Monday, January 9, 2012

Music vs. Text, mp3s vs. eBooks

In November, I saw probably the best library talk ever by Eli Neuberger of Ann Arbor Library. He covered a lot of ground that I won't touch, but I wanted to think a little deeper about a format comparison that I've heard in several contexts. First, he showed an excellent graph that illuminated the rise and fall of each music format, from vinyl to digital (here's something similar, except animated). Then, the comparison goes eBooks :: books : mp3s :: vinyl. It's not always those specific terms, but the gist is that the lessons we've learned from format migrations in video (film reel > VHS > DVD) & music (vinyl > cassette > CD) apply to books (which, after all, started as cuneiform and have evolved to present day eBooks). While there's a lot to be learned from past format migrations, I don't think this analogy holds when we think about text content.

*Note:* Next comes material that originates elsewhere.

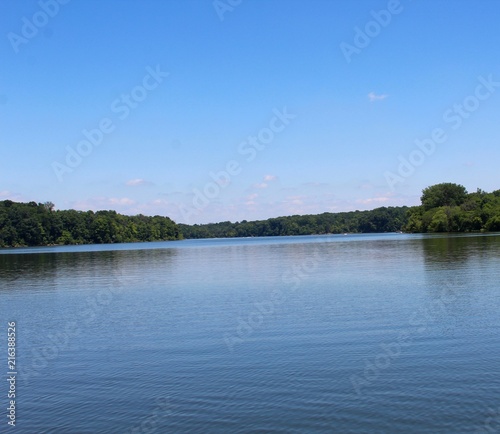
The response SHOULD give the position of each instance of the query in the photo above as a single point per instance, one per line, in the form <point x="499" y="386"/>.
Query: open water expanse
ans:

Active vs. Passive Consumption


Here's why: we consume text in a fundamentally different manner from music & video. When I watch a video, I don't wait until I've absorbed each frame before choosing to push forward to the next. Instead, the media washes over me, defining its own pacing. Books, on the other hand, require engagement. I necessarily dictate the speed of my own consumption; I develop an understanding & perhaps a visualization of the action, then proceed to the subsequent segment. Marshall McLuhan said everything I'm saying here in a more philosophical manner with his spectrum that ranges from "hot" to "cool" media, arguing that movies, for instance, enhance our visual sense so much that the audience need not participate to fill in the details.
But the difference between books & music/video isn't limited solely to consumption. We are proactive with texts in other ways, too. When I read a book, I underline notable passages, jot notes in the margin, skip back & forth to contrast sections with each other. I pause to look up a word in a dictionary, or an event/personage/concept in Wikipedia. A good book is more circular than linear*, it becomes a conversation, it connects with other objects. And I would argue that the biggest failure of eBooks lies precisely here: they don't facilitate easy annotation or nonlinear navigation...yet. They will eventually, though. The "pause to look up a word" action, for instance, is fertile ground for eBooks and there are already browser extensions that provide definitions without interrupting the surfing experience.

I feel pretty qualified to talk about this. Why? Because I'm a librarian who hates paper. I cringe whenever someone hands me a printed email. I've tried to digitize as much of my life as possible. Yet I still read paper books. I'm not nostalgic, I don't love the smell, & it's not because it's a break from the screens that persistently mediate my life. It's because books are the best way to consume text right now, period.


*English major aside: my two favorite books are James Joyce's Ulysses & Deleuze & Guattari's A Thousand Plateaus, both of which are explicit about their circular/rhizomatic qualities (as opposed to linear/arboreal). Perhaps I'm wrong, but "plot writing" (as I think of it) is terribly boring. You don't read a book to find out what happens in the end, you read a book to get lost in the middle.